Socastee.Com

October 9, 2005

INTELLIGENT DESIGN — NOT!


Phillip E. Johnson (born 1940) is a retired American law professor and author. A born again Christian, he is considered the father of the Intelligent Design movement, which criticizes the theory of evolution, and promotes creationism as an alternative. Johnson has also participated in a movement challenging the scientific orthodoxy that HIV is the cause of AIDS. In both of these areas he is accused of promoting pseudo-science.

Despite the fact that he has no formal background in the biological sciences, Johnson has become a prominent critic of evolutionary theory. Johnson popularized the term "Intelligent Design" in its current sense in his 1991 book, "Darwin on Trial", and he remains one of the best-known advocates for the Intelligent Design movement.

Johnson is best known as the founder of the Intelligent Design movement and principal architect of the Wedge Strategy. He is one of the Intelligent Design movement's most prolific authors and a serves as program director of the Discovery Institute's Center for Science and Culture (CSC). Johnson has advocated strongly in the public and political spheres for the concepts of Intelligent Design;

According to Johnson, "The movement we now call the wedge made its public debut at a conference of scientists and philosophers held at Southern Methodist University in March 1992. Johnson describes the wedge strategy thusly:

According to the Discovery Institute, 400 (0.8 percent) heavyweight Ph.D.s are challenging evolution, and predicts the majority of scientists by 2020 will embrace Intelligent Design. But the "movement" is a blip amid 50,000 (99.2 percent) U.S. scientists who aren't rallying against evolution, says Wade Worthen, a Furman University biology professor. The National Academy of Science, American Association for the Advancement of Science and "every other legitimate scientific organization has repudiated Intelligent Design and supported continued teaching of modern evolutionary theory," he says. "There's no debate within the scientific community - we know what science is, and what it's not."

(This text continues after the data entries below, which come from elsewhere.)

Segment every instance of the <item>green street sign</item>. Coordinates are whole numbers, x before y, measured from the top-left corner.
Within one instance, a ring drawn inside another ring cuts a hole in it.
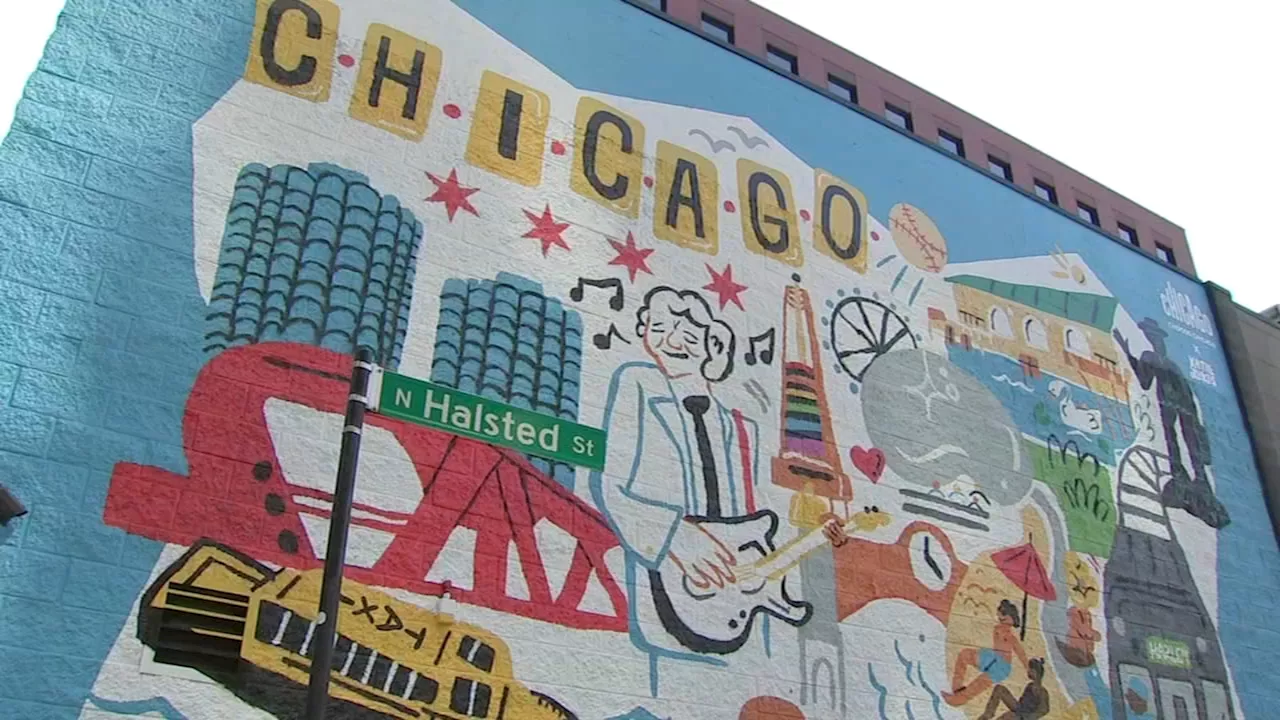
[[[1151,635],[1147,638],[1147,660],[1170,667],[1189,670],[1192,666],[1192,650],[1184,642]]]
[[[539,457],[604,469],[604,430],[389,370],[374,373],[370,410]],[[376,405],[372,405],[376,402]]]

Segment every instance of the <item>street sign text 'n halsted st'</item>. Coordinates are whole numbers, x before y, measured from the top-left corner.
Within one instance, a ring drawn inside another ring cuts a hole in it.
[[[548,460],[604,469],[604,430],[408,375],[375,373],[375,413],[509,447]]]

Furman biology professor Wade Worthen says Intelligent Design is a perfect example "to distinguish quackery from real science." He offers a guide to teachers forced to teach Intelligent Design: Real science describes how the physical universe works with experiments based upon testable, predictive hypotheses. Intelligent Design, by contrast, simply proposes that some characteristics of living systems are too complex to explain by evolution, so must have been '"made in their entirety" by an unknown "designer" using an unspecified mechanism.

"Intelligent Design relies on unknown supernatural agents, doing unknown things, with untestable mechanisms, as 'explanations' for physical phenomena," Worthen says. "It makes no predictions except 'there are things too complicated for us to explain.' "

Intelligent Design "theory," when confronted by an unknown or an apparent contradiction, reaches for "the most preposterous conclusion possible: 'I can't explain this, so it must be caused by an unknown designer with powers,' " says Worthen. Intelligent Design advocates "throw up their hands, claim we'll never know, and attribute these phenomena to aliens, boogeymen, Gods, demons or other unspecified 'Intelligent Designers.' "

Intelligent design offers no testable hypotheses and, instead, offers only an explanation for observations of complex structures and phenomena in biology that must be taken on faith. As such, it offers less to a science class than does "flat-Earth theory" or "Earth-as-the-center-of-the-solar-system theory," both of which led to testable hypotheses and, ultimately, their rejection as predictive explanatory theories. If we were to consider Intelligent Design a "theory," the advances in genetics and developmental biology that have provided explanations for the origin of many complex structures in recent years would lead us to reject it along with flat-Earth theory and geocentrism.

The proponents of teaching either creationism or Intelligent Design usually argue that schools should be teaching the strengths and weaknesses of evolution as an explanation for the diversity of life on Earth. For some reason, usually having to do with religious beliefs, they single out evolution from the myriad of other scientific fields for this criticism.